José Mourinho will be the centre of attention when FC Internazionale Milano visit his former club Chelsea FC in the second leg of their UEFA Champions League first knockout round tie. The coach, though, hopes his players steal the limelight as they seek to press home a 2-1 advantage and reach the quarter-finals for the first time in four years.
"The good thing is that I don't have far to walk," he told UEFA.com as he looked forward to Tuesday's encounter. "From the dressing room to the bench is five metres – I don't have to cross the stadium, I don't have to feel the emotions and reactions from the crowd. I will just sit there and play my game.
"The players play on the pitch, I play outside," he continued. "They are much more important than me, because on the pitch you win matches, not on the bench. But I will be there with my heart fully on either side. That's what a professional does. I don't hide that Chelsea are a very important part of my life."
Mourinho can nonetheless be confident of getting the required result in west London. As Chelsea manager, he went 60 league games unbeaten at Stamford Bridge and won back-to-back Premier League titles. He also claimed the Scudetto in his first year in Milan last season, although the Nerazzurri fell short in the UEFA Champions League – losing to Manchester United FC at this stage. Mourinho, a European champion with FC Porto in 2004, believes Inter are now better placed to advance, because "year after year, the tendency is to improve".
"If the coach does well and the club supports [him], and this is the case; we always modify to improve," the 47-year-old explained. "We bought a few players, the type of player we did not have last year – a purely creative attacking midfielder in Wesley Snijder. We have more solutions in attack with [Diego] Milito, [Samuel] Eto'o and [Goran] Pandev.
"Of course we lost Zlatan Ibrahimović, but with these three players we have more solutions and more options. Also, Lucio is the type of central defender we didn't have – tall, strong in the air. I think we are more adapted to the needs of the modern game."
Lucio was outstanding in the 2-1 defeat of Chelsea on 24 February, keeping a close watch on Didier Drogba, while Sneijder, a close-season capture from Real Madrid CF, also caught the eye. "He is an Ajax player, and normally Ajax players – with the coaching they have since they are kids – are technically superb," Mourinho said.

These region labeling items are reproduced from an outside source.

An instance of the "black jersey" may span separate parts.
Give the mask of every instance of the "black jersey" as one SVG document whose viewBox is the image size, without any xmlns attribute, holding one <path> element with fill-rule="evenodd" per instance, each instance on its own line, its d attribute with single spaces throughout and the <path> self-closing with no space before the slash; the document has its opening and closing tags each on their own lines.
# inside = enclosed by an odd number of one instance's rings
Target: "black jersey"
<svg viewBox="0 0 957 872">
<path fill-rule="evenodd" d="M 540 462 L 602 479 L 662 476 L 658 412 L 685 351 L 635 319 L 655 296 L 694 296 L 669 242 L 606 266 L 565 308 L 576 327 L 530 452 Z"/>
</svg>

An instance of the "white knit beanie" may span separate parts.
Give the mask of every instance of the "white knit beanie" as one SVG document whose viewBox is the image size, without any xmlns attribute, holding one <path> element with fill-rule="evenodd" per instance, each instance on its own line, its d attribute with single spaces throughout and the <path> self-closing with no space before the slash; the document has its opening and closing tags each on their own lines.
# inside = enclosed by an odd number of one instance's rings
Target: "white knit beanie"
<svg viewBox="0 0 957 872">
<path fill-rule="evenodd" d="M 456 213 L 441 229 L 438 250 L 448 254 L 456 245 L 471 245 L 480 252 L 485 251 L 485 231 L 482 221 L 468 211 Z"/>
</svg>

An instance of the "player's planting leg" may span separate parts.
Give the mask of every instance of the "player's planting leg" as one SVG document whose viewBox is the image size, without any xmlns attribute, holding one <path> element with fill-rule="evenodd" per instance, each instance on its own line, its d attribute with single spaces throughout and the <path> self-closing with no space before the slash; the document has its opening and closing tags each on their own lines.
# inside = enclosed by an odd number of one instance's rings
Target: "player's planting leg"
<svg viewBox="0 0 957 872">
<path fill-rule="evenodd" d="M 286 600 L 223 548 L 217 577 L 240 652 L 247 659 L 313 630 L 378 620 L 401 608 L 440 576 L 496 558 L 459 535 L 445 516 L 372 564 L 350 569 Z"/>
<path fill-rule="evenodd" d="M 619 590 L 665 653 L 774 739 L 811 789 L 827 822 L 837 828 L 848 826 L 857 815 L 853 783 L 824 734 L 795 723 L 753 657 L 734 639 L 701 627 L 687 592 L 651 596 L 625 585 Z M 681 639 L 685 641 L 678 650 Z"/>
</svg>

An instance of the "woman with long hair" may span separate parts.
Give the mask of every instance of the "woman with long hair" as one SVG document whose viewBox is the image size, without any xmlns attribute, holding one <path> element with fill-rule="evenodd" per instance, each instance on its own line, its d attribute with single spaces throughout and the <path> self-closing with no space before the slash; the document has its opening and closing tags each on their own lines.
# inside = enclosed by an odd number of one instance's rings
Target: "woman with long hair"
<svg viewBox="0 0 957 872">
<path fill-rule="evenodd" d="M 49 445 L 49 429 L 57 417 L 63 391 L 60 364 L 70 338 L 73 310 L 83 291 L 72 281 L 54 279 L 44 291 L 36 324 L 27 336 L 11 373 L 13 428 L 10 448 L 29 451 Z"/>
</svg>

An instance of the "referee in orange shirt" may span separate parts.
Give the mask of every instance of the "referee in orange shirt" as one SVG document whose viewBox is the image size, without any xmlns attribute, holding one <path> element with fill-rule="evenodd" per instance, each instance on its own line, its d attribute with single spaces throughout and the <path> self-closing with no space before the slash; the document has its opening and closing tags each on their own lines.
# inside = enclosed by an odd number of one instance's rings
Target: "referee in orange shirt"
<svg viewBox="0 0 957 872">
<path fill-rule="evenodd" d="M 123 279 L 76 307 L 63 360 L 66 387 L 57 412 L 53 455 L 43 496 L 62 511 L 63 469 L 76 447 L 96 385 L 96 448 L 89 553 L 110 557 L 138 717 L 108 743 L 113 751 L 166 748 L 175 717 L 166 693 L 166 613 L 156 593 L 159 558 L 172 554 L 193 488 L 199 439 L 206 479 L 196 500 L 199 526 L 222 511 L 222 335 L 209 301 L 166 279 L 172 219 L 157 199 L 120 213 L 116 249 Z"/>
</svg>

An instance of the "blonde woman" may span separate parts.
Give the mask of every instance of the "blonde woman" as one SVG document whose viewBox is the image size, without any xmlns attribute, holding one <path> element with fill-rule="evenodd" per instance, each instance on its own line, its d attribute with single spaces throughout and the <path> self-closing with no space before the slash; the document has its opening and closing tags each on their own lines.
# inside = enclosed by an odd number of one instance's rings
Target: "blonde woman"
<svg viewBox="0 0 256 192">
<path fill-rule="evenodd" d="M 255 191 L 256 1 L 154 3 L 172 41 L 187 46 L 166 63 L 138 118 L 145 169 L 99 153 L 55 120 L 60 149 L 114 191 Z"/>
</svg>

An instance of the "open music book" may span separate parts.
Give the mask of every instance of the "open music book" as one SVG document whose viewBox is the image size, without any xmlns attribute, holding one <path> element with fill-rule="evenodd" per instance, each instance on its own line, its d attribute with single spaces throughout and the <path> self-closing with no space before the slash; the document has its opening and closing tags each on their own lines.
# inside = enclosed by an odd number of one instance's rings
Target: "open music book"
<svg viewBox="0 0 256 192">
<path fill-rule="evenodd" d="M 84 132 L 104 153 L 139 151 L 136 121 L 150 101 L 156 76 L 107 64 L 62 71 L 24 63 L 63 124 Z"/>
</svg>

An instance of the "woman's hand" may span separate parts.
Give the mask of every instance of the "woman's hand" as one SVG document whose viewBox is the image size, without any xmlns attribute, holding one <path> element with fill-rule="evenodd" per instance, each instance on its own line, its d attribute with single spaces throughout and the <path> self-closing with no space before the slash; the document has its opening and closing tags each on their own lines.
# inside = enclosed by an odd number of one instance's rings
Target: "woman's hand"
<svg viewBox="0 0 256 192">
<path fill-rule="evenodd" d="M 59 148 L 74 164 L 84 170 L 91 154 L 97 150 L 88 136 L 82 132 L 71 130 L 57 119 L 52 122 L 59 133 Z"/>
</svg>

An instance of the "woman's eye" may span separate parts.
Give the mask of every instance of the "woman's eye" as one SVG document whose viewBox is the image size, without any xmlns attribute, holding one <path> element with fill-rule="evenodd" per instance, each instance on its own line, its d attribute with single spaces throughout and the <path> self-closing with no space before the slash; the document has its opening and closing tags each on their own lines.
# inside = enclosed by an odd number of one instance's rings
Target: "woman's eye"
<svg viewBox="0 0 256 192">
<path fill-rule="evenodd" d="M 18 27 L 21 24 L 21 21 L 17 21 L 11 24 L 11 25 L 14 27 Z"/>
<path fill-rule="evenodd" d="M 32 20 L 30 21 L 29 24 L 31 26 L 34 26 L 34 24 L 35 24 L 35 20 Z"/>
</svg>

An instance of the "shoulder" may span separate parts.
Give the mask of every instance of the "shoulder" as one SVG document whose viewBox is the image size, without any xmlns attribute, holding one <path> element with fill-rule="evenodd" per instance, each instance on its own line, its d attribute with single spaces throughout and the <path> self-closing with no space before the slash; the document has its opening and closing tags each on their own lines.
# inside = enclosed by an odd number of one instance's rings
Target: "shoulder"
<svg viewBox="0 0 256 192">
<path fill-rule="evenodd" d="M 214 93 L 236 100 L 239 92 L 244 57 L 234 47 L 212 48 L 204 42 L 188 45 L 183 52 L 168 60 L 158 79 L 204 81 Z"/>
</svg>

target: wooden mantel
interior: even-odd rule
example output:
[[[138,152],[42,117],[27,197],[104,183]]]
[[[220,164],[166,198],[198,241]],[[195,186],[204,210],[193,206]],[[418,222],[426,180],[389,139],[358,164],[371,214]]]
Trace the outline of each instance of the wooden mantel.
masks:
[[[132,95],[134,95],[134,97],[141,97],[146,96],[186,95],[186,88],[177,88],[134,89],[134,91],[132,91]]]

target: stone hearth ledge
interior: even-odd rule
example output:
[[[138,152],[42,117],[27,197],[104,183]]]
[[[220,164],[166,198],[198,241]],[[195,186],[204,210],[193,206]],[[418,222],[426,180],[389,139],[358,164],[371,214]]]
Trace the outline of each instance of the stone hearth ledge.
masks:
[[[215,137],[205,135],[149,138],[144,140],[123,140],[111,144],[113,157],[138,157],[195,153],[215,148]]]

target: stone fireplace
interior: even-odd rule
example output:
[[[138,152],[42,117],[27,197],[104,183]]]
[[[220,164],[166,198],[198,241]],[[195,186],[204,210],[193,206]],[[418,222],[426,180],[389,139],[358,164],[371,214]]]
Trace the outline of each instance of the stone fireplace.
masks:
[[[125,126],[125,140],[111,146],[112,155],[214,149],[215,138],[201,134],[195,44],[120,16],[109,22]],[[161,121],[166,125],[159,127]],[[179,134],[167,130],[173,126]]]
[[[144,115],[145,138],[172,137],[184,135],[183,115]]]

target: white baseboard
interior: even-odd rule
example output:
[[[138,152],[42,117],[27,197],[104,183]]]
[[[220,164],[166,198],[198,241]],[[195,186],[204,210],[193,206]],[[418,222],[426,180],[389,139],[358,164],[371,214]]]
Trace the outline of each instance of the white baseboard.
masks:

"The left and right foot are exactly the same, the way they think about football is very smart, and they have their eyes open to read the game. It is the consequence of the youth work in that beautiful culture that is Ajax. [At Inter] now there is a structure that can give Sneijder the freedom to play as he likes. Sometimes I think he is a striker because he has so much freedom to play. Here he has found the environment to express his potential."
Inter's improvement is not just down to recruitment. According to Mourinho, they are also mentally stronger. January's derby victory against AC Milan was one example – achieved despite finishing the game with nine men. The 4-3 win against AC Siena was another marker, resulting from a stoppage-time goal by a centre-back, Walter Samuel, playing as a centre-forward. Even the goalless draw with UC Sampdoria on 20 February, when Inter played with nine men for more than an hour, showed an ability to a grind out results.
"The Siena match is a good example of what we are," Mourinho said. "We were losing and scored the equaliser for 3-3 in the 91st minute. A normal team, normal players and coaches, would have said: 'Okay, we did it, we have a point, we did not lose, it's done.' But I was shouting to the players: 'Three minutes to go, three more minutes.' You can win or you can lose. We won.
"Samuel was asking me, 'Do I go back?' My reply was, 'No, don't go back – stay up for three more minutes and see what happens.' It was my decision, but a coach can only be arrogant, can only have this winning mentality, if he knows the players' response is good." The Portuguese recognises, however, that not even a winning mentality will guarantee UEFA Champions League glory.
"It's really about details – lucky or unlucky in the draw, if the ball that hits the post goes in or out, the player that is suspended and cannot play a crucial game, the timing of injuries whereby a team goes into a game missing two or three key players, a refereeing decision that can go for or against you. Of course, only a very good team can win the Champions League, but I can find seven, eight, nine teams who can win the competition. It's so hard to predict."